Les migrants, qui sont devenus quasiment des populations composées uniquement par des familles, donc avec beaucoup d’enfants, fuyant guerres et massacres, sont devenus dans notre imaginaire à chacun, dans les journaux et dans la politique, quatre types de réalités séparées, qui font du bruits ou attirent l’attention de manière à chaque fois différente, selon le besoin du moment.

Analysons-les dans le détail :

1. Première version : Nous pensons que les migrants (ou peut être serait mieux de dire les réfugiés), constituent un grand problème humanitaire et le banc d’essai de notre humanité. Impossible, donc, que le monde civilisé auquel nous croyons appartenir, puisse tolérer la nouvelle, désormais routinière, de la mort de dizaines d’enfants noyés dans la tentative de fuir leurs pays avec leurs parents.

2. Deuxième version : Nous pensons que les réfugiés, peu importe la portée humanitaire du problème, sont principalement des personnes à la recherche d’une vie meilleur que nous ne sommes pas en condition de leur offrir. S’ils montent tous à bord (désolé pour la métaphore, mais elle est inévitable), ils feront couler notre bateau-pays. En limiter le nombre, donc, ou carrément les arrêter, n’est pas de l’égoïsme, mais une raisonnable nécessité.

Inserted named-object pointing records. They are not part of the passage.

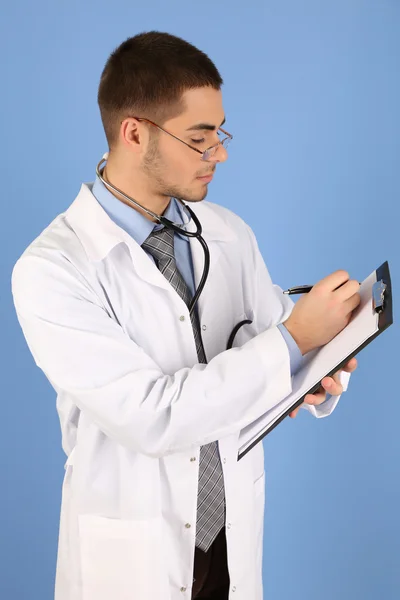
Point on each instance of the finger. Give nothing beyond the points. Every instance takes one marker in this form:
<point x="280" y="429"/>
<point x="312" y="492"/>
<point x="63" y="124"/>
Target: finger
<point x="352" y="303"/>
<point x="315" y="399"/>
<point x="294" y="412"/>
<point x="332" y="385"/>
<point x="332" y="281"/>
<point x="351" y="365"/>
<point x="347" y="290"/>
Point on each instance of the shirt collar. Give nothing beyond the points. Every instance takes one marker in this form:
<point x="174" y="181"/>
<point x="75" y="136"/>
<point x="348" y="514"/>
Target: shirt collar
<point x="129" y="219"/>
<point x="99" y="234"/>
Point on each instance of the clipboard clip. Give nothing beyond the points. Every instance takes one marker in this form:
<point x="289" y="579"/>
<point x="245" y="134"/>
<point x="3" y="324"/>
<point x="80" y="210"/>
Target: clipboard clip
<point x="378" y="296"/>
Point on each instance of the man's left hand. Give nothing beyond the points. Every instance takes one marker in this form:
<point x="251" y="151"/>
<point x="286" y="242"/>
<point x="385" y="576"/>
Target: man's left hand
<point x="329" y="385"/>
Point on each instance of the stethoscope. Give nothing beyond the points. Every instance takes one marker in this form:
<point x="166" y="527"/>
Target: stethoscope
<point x="178" y="229"/>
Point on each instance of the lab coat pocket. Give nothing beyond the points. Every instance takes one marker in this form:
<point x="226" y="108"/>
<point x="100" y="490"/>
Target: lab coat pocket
<point x="121" y="559"/>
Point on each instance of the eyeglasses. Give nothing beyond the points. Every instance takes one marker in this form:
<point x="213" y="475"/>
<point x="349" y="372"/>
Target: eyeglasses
<point x="205" y="154"/>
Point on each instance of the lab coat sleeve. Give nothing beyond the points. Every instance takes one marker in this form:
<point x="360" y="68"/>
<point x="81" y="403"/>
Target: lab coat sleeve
<point x="85" y="354"/>
<point x="262" y="318"/>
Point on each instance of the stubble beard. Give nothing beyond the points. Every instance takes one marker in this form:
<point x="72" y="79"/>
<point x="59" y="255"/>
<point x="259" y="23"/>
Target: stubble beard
<point x="154" y="168"/>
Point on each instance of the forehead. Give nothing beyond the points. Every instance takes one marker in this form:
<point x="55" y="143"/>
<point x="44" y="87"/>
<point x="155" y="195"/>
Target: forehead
<point x="201" y="105"/>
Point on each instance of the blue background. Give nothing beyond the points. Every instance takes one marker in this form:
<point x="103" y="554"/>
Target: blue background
<point x="312" y="96"/>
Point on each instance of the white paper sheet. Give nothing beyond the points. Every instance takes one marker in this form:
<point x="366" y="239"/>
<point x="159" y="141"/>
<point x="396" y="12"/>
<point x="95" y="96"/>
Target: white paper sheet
<point x="317" y="364"/>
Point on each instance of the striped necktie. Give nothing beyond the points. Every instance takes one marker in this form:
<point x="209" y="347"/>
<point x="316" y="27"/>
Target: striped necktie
<point x="211" y="494"/>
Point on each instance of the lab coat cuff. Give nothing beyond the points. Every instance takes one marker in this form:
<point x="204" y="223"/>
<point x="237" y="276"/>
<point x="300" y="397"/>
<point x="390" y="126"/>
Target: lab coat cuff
<point x="296" y="358"/>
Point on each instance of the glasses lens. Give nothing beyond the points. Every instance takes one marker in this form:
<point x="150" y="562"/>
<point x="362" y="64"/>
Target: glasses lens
<point x="211" y="151"/>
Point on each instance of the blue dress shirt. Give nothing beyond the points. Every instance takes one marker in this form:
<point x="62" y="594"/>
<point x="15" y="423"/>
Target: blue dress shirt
<point x="139" y="228"/>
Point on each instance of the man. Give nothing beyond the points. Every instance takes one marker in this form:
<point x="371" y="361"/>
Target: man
<point x="155" y="504"/>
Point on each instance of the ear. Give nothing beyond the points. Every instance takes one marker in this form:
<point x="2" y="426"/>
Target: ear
<point x="134" y="134"/>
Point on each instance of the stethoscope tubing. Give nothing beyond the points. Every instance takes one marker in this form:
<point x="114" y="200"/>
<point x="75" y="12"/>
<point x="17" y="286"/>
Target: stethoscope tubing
<point x="178" y="229"/>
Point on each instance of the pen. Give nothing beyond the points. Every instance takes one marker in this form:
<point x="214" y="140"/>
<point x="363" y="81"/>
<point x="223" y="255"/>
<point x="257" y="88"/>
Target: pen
<point x="301" y="289"/>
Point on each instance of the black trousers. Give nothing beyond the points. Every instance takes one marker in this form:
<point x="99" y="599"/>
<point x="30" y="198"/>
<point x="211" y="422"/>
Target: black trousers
<point x="211" y="571"/>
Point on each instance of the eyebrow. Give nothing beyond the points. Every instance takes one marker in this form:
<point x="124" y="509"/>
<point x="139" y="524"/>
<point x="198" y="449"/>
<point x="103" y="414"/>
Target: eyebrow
<point x="205" y="126"/>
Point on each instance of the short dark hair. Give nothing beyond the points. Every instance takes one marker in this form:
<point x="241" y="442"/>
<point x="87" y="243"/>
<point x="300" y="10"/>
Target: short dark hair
<point x="146" y="77"/>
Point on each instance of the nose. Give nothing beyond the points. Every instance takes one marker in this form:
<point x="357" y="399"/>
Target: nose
<point x="221" y="155"/>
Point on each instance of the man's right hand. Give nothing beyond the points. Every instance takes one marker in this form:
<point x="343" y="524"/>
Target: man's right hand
<point x="317" y="317"/>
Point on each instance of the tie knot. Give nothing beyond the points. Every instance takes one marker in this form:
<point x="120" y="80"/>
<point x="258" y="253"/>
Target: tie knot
<point x="160" y="244"/>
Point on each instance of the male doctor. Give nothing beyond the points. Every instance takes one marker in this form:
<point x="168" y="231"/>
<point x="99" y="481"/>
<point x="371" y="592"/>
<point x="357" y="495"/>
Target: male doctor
<point x="155" y="504"/>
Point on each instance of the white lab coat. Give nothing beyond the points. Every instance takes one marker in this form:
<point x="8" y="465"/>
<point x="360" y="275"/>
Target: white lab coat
<point x="116" y="343"/>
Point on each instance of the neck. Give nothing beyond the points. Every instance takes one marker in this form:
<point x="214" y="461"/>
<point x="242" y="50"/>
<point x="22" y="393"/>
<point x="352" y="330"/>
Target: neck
<point x="138" y="192"/>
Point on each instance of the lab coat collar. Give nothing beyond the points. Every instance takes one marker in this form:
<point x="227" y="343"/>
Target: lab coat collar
<point x="99" y="234"/>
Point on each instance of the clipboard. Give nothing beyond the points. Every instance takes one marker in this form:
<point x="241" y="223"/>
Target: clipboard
<point x="373" y="316"/>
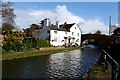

3. Troisième version : Nous pensons que parmi les réfugiés il y a des terroristes et ceux qui viennent avec la mission de radicaliser l’islamisme, déjà largement présent en Europe. Il est donc non seulement opportun de les arrêter mais aussi de les éloigner le plus possible.

4. Quatrième version : Nous pensons que les lois européennes, les italiennes tout particulièrement, sont un aimant dangereux qui met au risque notre bien-être et notre état-social, le mythique « Welfare ». En effet, les immigrés touchant des subsides et des soutiens que les Italiens n’ont pas, constituent un poids impossible à supporter et puis, volent notre travail et de surcroit dans nos maisons.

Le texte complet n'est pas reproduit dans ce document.